Alfio Giuffrida (born 28 January 1953) is a contemporary Italian sculptor, object and installation artist, set designer and painter. He is one of the artists who consciously refused to bow down to the current trends in order to create a highly distinct, coherent piece of work. Giuffrida who comes from Catania initially worked in Rome until he relocated to Germany in the mid eighties.
During the self-imposed exile in the foreign language environment, he developed his artistic vocabulary with which he formulated his own cosmos. With the Adjustable Elements, Giuffrida bypassed the boundaries of the term “sculpture” known until then. Ambiguity and variability become basic principles which constitute Giuffrida’s sculptures as well as his paintings.
Giuffrida was born in Zafferana Etnea. His relationship to art could be described as scientific, even at a very young age: he applied himself with persistent dedication to drawing, painting and constructing. A scale model reproduction of the church in his home town became a research project lasting years. He kept destroying the work, so that he could start it immediately from scratch again taking lessons from his previous experimentation, applying even greater precision and oriented more closely to reality.
The uncompromising striving for perfection, aiming at the best possible expression of his creative visions, would always stay with him in years to come as well.
In his early youthful phase Giuffrida primarily approached nature and man’s creative potential in his painting, and these remained a constant reference point in his art in the years ahead. He experimented with the possibilities of painting and collage techniques. His paintings tend to feature calm, predominantly blue spaces, punctuated by white light reflexes that constantly reoccur in his later work. The blister packing he adds to the pictures evokes the image of a computer keyboard, and also looks like a picture taken from space of geographical and city structures, a bird’s eye photo of urban landscapes seen through a lunar filter.

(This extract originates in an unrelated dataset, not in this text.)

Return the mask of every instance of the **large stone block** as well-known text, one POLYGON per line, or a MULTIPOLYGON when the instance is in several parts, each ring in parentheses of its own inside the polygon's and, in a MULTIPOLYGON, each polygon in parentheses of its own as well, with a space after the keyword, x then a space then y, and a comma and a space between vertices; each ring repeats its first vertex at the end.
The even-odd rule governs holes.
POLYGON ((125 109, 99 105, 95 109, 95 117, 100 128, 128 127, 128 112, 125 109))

A period of intense nature studies followed these works, though he did not formulate them as naturalistic reproductions but instead took them in an abstract direction. With scientific precision, he examined plant structures in particular, dissecting organic material and making cross sections in natural tissue in order to study the essence of things and figure out the basic nature of form. Giuffrida understood the minutiae at the heart of the elements he analysed as fundamental forms of nature, which are combined in natural creation in myriad, endlessly varied formations. He reduces these basic shapes to geometric patterns which he captures in small square pictures in equally diverse variations. These mainly take the form of black-and-white dabbed paintings, some of which are on transparent paper that seems to correspond to the materiality of the diaphanous floral tissue. It is at this point that he begins to be captivated by the technical quality and effect of transparency, another guiding principle running consistently through Giuffrida’s art and his constant search for the best forms of expression for the wide range of materials suited to him.